RFID Software Explained Part 3: Implementation Architectures
In Parts 1 and 2 we described RFID Device Management Software and RFID Business Applications. Today, the topic shifts to implementation architecture. This is a set of decisions about how you deploy RFID software and where it resides. It also can have a big impact on your server infrastructure cost and placement as well as overall system scalability.
Connecting the Systems and getting RFID Software off the Ground
RFID software and large existing systems can both present challenges to initially deploying RFID and scaling the production solution . The key to both short and long term success is breaking down the problem into logical pieces of functionality. To do this, there are a few key questions:
1. Exactly what data do I need from the reader?
2. Is my current business system capable of handling serialized data?
3. Are there workflow changes that RFID creates that I cannot manage with existing systems?
As you answer these questions, you will want to think about challenges in both short and long term, since they will be different.
Direct to the Back-End RFID Integration
Let’s dive into two examples: In the first example, we consider a distribution facility using a modern Warehouse Management System (WMS) which currently handles serialized data. In this situation, RFID may be used at dock doors with RFID portals and on conveyors with portals of RFID tunnels. We may want to see data on tagged items (perhaps IT equipment, medical devices or other inventory) and ensure that the materials are being routed through the facility properly. After the items are consolidated for shipment, we then want to ensure that it is being shipped to the correct location.
From a software perspective, it will be important to instruct the RFID reader how to separate items or transactions on the conveyors. It’s likely that a PLC or photoeye will trigger the read start and the reader will need to either read until another photo eye is tripped or for a specified period of time. Filtering of the data will need to uniquely identify the item and then package it (RFID serial information) up and send it to the existing system.

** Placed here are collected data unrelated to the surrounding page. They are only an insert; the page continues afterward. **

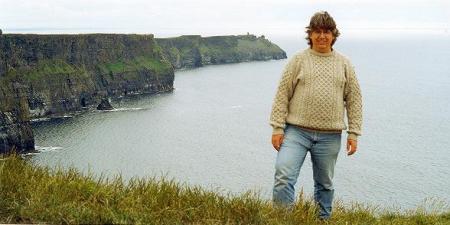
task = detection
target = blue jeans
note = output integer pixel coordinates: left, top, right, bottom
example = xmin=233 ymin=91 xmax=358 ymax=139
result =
xmin=273 ymin=124 xmax=342 ymax=219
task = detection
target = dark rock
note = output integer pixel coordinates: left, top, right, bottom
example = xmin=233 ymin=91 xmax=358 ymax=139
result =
xmin=0 ymin=81 xmax=34 ymax=154
xmin=97 ymin=98 xmax=113 ymax=110
xmin=0 ymin=111 xmax=35 ymax=154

At the dock door, there will need to be a way in the existing system to open up a shipment and then the RFID system will need to package together a batch of reads going through the door for comparison on against a list in the WMS for the shipment.
Because the existing system is advanced and already has serialized data processing capabilities as well as routing and shipment comparison capabilities, no special RFID-specific screens will be required. The RFID edge software can communicate directly to the WMS.
Using an agent based software like EasyEdge™ allows you to add RFID read points at will and scale to additional locations quickly and easily. There will be minimal incremental load on the network system because the filtering takes place at the readers and there will be no need to have distributed servers since the agent is loaded directly on the reader.
Integrating to a Legacy System when RFID Business Application features are needed
Although it would be ideal for the RFID readers to always connect directly to the installed enterprise back end systems, often these systems are not capable of supporting the serialized data that RFID provides. In addition, there are typically new workflows introduced with RFID that require new user screens or functionality. In these instances, it is faster to get a project off the ground by implementing some lightweight RFID-specific business application software. If desirable you can then transition the functionality over time to a direct connection as the existing systems catch up.
In our second example, we will consider a system that manages items at the batch level, but is incapable of managing at the item level. The RFID system will again need to read items on conveyors and out the dock door, but new functionality will be required to map serialized item and batch information. In addition, some screens will be required to handle exceptions.
In this case, an agent based RFID software model works again at the edge, but a new piece of functionality will be required. If that function is created using JEE or .NET in a standard application server, it will be possible to phase out this piece of functionality over time and move toward an architecture similar to the first example.
RFID System Scalability
By utilizing the above architectures, enterprises have the flexibility to scale their RFID systems in a way that is consistent with standards based enterprise architecture. End users also have the ability to treat RFID as it should be - as an alternative data collection architecture rather than an alternative enterprise architecture. The key to RFID success is implementing the entire system in a way that can start reasonably small and scale appropriately and consistently over time.